D’Hont and Heyes said they knew they wanted to go into family practice, although Heyes said she didn’t start out quite as focused as her cohort.
“I went into medical school thinking I would go into family, but knowing that surgery would really pull me,” she said. “And then when I was going through all the different rotations, I just seemed to want to do everything and couldn’t really figure out how I was going to choose. But then I think at some point I realized that I am truly a generalist at heart and should be doing all the things and trying to treat all the different populations, and the versatility and the variety is what really keeps you on your toes and keeps you not bored.”
D’Hont, who was born and raised in Yellowknife, said being close to family and friends definitely helped in choosing to do the two-year program in his hometown.

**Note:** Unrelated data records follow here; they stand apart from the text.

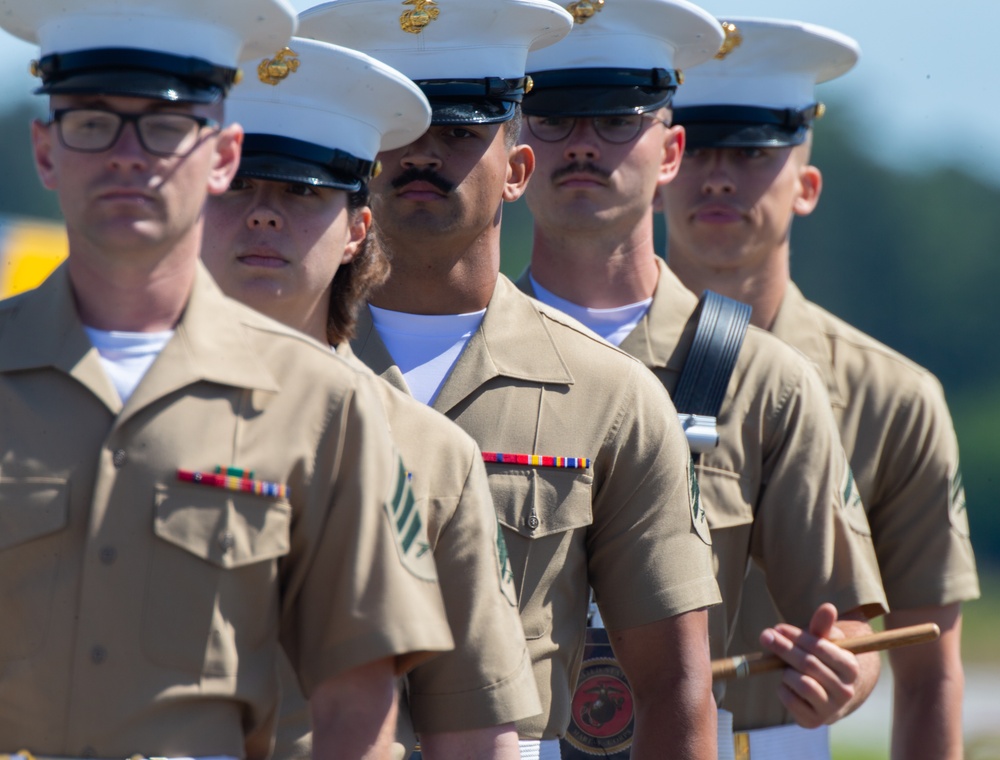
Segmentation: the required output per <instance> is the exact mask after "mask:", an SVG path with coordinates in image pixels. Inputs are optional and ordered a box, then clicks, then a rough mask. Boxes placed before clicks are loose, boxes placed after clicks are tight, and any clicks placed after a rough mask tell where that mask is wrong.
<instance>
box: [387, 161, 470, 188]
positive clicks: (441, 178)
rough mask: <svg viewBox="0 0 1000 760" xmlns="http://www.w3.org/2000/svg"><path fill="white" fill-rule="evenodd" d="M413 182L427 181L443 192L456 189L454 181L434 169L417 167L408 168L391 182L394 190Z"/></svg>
mask: <svg viewBox="0 0 1000 760" xmlns="http://www.w3.org/2000/svg"><path fill="white" fill-rule="evenodd" d="M411 182H426V183H427V184H429V185H433V186H434V187H436V188H437V189H438V190H440V191H441V192H442V193H450V192H451V191H452V190H454V189H455V183H454V182H449V181H448V180H446V179H445V178H444V177H442V176H441V175H440V174H438V173H437V172H436V171H434V170H433V169H417V168H415V167H414V168H410V169H406V170H405V171H404V172H403V173H402V174H400V175H399V176H398V177H396V178H394V179H393V180H392V182H391V184H392V188H393V189H394V190H398V189H399V188H401V187H403V186H405V185H408V184H410V183H411Z"/></svg>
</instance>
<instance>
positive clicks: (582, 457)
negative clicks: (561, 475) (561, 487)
mask: <svg viewBox="0 0 1000 760" xmlns="http://www.w3.org/2000/svg"><path fill="white" fill-rule="evenodd" d="M483 461H484V462H492V463H495V464H526V465H530V466H531V467H558V468H560V469H564V470H586V469H587V468H588V467H590V460H589V459H587V458H586V457H546V456H541V455H540V454H502V453H500V452H497V451H484V452H483Z"/></svg>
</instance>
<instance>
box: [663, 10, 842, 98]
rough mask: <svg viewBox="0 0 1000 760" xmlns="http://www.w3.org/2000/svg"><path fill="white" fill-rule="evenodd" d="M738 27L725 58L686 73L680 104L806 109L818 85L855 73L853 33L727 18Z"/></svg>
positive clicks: (739, 18) (748, 18)
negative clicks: (730, 47) (690, 72)
mask: <svg viewBox="0 0 1000 760" xmlns="http://www.w3.org/2000/svg"><path fill="white" fill-rule="evenodd" d="M722 20H723V22H726V23H730V24H732V25H733V26H735V30H734V31H732V32H730V33H729V35H728V40H727V47H728V46H729V45H733V47H732V50H730V51H729V52H728V53H726V54H725V56H724V57H722V58H721V59H715V60H712V61H709V62H708V63H706V64H705V65H704V66H699V67H698V68H697V69H695V70H693V71H692V72H691V73H690V75H688V76H686V77H685V80H684V85H683V86H682V87H681V88H680V90H679V91H678V93H677V96H676V97H675V98H674V103H675V105H677V106H678V107H681V106H699V105H721V104H726V105H744V106H760V107H763V108H805V107H807V106H809V105H812V104H813V103H814V102H816V95H815V86H816V84H818V83H820V82H826V81H827V80H830V79H834V78H836V77H839V76H840V75H841V74H845V73H847V72H848V71H850V70H851V69H852V68H853V67H854V65H855V64H856V63H857V62H858V58H859V56H860V55H861V49H860V48H859V47H858V43H857V42H855V41H854V40H853V39H851V38H850V37H848V36H846V35H843V34H841V33H840V32H836V31H834V30H833V29H827V28H825V27H822V26H815V25H814V24H807V23H804V22H801V21H780V20H774V19H754V18H724V19H722Z"/></svg>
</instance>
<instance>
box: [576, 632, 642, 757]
mask: <svg viewBox="0 0 1000 760" xmlns="http://www.w3.org/2000/svg"><path fill="white" fill-rule="evenodd" d="M570 712H571V717H570V721H569V727H568V728H567V730H566V736H565V738H563V739H562V740H560V749H561V754H562V758H563V760H589V759H590V758H593V757H607V758H614V760H627V758H628V757H629V754H630V753H629V750H630V748H631V746H632V734H633V733H634V731H635V710H634V704H633V701H632V689H631V688H630V687H629V685H628V679H626V678H625V674H624V673H623V672H622V669H621V666H620V665H619V664H618V661H617V660H616V659H615V655H614V652H612V651H611V644H610V642H609V640H608V632H607V631H606V630H605V629H604V628H588V629H587V642H586V645H585V646H584V650H583V665H582V666H581V668H580V678H579V679H578V680H577V685H576V691H574V692H573V700H572V702H571V704H570Z"/></svg>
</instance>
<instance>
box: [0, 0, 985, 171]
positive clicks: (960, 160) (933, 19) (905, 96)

“I think a few other things too really played into it, including having the opportunity to do residency training in a place that I want to practice in the future,” he said. “I think it’s really valuable to get to know your fellow healthcare workers in a location and to get to know the health system well during residency, before you have the full responsibility as a practicing doctor. So I think that that made a lot of sense to do my final stage of training here.”
Heyes, who grew up in Vancouver, said the experience of training in smaller communities like Prince George was really rewarding.
“It’s been both wanting to serve the rural populations and do the work that needs to be done in the places that it needs to be done in, but also very selfishly, it’s really rewarding for me,” she said. “So that’s kind of the reason why the Yellowknife residency program was so attractive to us.”
Training where they intend to practice
“The propensity for medical trainees is to work where they’ve trained and where they develop comfort in relationships and mentors,” said Shoichet. “We already have a really great medical community up here but it’s going to be even greater.”
The residency program is ongoing, said Shoichet, adding the plan is to expand to have more residents in the program in the next five years.
“Jurisdictions of our size would be very happy to train six residents per year, which would be 12 in total in a program,” she said. “That’s a bit pie in the sky, but it’s something that we’d be looking toward in the future.”